El Gobierno obliga a que este descuento figure en el ticket de compra pero al haber sido el margen para tomar la medida tan estrecho es una realidad que el aviso figura muchas veces en carteles de las gasolineras. La ministra quiso lanzar ayer un mensaje de «tranquilidad» a las gasolineras sobre los cambios informáticos que deben incluir en la factura para que tenga reflejo esa bonificación y señaló que, hasta que puedan poner en marcha este nuevo sistema, podrán comunicarlo en «lugares visibles» del establecimiento.
La medida entra en vigor una vez el Gobierno ha tomado nota de las reclamaciones del sector y ha accedido a adelantar los fondos de la rebaja.

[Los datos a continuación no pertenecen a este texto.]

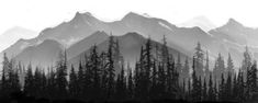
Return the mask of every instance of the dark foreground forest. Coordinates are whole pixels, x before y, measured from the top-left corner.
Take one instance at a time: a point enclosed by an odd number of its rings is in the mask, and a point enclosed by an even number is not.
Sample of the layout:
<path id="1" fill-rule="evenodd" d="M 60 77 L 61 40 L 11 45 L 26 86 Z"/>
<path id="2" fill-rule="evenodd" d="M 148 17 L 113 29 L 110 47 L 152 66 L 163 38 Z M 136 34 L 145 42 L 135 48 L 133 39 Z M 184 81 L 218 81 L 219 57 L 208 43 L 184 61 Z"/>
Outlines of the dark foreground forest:
<path id="1" fill-rule="evenodd" d="M 258 102 L 257 62 L 247 47 L 239 68 L 234 67 L 231 54 L 226 62 L 218 54 L 211 67 L 200 43 L 193 56 L 181 62 L 180 55 L 168 52 L 165 37 L 161 47 L 148 38 L 135 65 L 130 66 L 120 54 L 119 42 L 113 36 L 109 41 L 106 52 L 92 46 L 78 68 L 68 66 L 66 50 L 49 68 L 23 66 L 4 54 L 0 102 Z"/>

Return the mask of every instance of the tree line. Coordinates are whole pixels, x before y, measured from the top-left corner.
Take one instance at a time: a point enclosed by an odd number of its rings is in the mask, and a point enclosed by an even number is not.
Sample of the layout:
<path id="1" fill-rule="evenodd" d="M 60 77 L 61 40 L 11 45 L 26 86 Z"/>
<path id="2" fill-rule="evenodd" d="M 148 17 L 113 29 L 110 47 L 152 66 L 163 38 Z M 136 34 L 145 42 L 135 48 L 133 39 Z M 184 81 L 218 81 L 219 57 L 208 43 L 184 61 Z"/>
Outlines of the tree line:
<path id="1" fill-rule="evenodd" d="M 169 53 L 164 37 L 160 47 L 148 38 L 135 66 L 130 66 L 120 53 L 119 41 L 110 36 L 108 50 L 99 52 L 93 45 L 78 68 L 68 66 L 66 50 L 59 54 L 56 66 L 49 68 L 24 67 L 4 54 L 0 96 L 9 98 L 21 91 L 35 98 L 81 101 L 246 102 L 258 98 L 257 62 L 247 47 L 239 69 L 234 69 L 231 54 L 226 66 L 221 54 L 213 70 L 209 65 L 209 53 L 200 43 L 193 57 L 181 62 L 180 54 L 176 57 Z"/>

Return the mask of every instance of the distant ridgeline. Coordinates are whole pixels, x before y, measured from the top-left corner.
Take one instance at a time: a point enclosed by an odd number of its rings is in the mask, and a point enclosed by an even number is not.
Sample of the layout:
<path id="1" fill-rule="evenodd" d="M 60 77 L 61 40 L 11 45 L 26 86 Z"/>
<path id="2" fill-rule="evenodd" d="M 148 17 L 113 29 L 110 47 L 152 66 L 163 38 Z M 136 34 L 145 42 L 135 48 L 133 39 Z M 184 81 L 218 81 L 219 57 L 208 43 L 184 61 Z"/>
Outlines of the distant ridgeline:
<path id="1" fill-rule="evenodd" d="M 258 99 L 257 62 L 247 47 L 239 69 L 234 69 L 231 54 L 227 65 L 218 54 L 213 68 L 209 66 L 209 55 L 200 43 L 193 57 L 184 56 L 182 62 L 182 55 L 171 54 L 173 50 L 167 46 L 166 37 L 162 44 L 148 38 L 141 46 L 139 54 L 136 54 L 139 58 L 135 58 L 136 62 L 131 67 L 128 64 L 132 62 L 125 62 L 121 55 L 121 43 L 123 41 L 117 41 L 117 37 L 109 36 L 106 49 L 100 50 L 99 46 L 93 45 L 77 59 L 78 67 L 68 65 L 67 50 L 61 52 L 58 61 L 49 68 L 24 66 L 4 54 L 1 100 L 169 100 L 187 103 L 255 102 Z"/>

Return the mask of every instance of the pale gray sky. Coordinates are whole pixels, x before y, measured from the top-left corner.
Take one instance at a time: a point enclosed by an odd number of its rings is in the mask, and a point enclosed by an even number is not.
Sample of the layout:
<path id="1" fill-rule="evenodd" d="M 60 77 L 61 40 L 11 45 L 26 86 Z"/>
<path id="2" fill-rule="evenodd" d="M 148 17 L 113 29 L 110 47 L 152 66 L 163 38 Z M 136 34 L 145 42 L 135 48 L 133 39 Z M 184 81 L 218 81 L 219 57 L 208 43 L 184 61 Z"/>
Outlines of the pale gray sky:
<path id="1" fill-rule="evenodd" d="M 0 34 L 13 26 L 40 32 L 70 20 L 77 11 L 104 21 L 120 20 L 133 11 L 173 24 L 204 15 L 218 26 L 234 18 L 258 27 L 257 10 L 257 0 L 1 0 Z"/>

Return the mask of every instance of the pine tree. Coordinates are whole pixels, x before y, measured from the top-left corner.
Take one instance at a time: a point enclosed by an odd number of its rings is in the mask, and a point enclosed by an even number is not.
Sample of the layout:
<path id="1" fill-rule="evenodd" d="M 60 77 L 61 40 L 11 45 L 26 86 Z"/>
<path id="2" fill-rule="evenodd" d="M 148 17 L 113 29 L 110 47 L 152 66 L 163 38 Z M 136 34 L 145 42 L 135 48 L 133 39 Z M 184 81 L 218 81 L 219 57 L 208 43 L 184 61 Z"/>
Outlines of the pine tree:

Una actuación que despeja el fantasma de que las gasolineras valencianas no abrieran por la incapacidad de asumir la medida, tal y como habían amenazado.
Sin embargo, sí que se han detectado casos puntuales de estaciones de servicio cerradas. En la calle Gremis de Valencia una de las más populares permanecía sin abrir durante las primeras horas de la mañana a la espera de que actualizasen el sistema informático para operar con normalidad. Lo positivo es que la práctica totalidad de las 1.100 gasolineras que hay en la Comunitat Valenciana están abiertas y se espera una jornada con un intenso trabajo.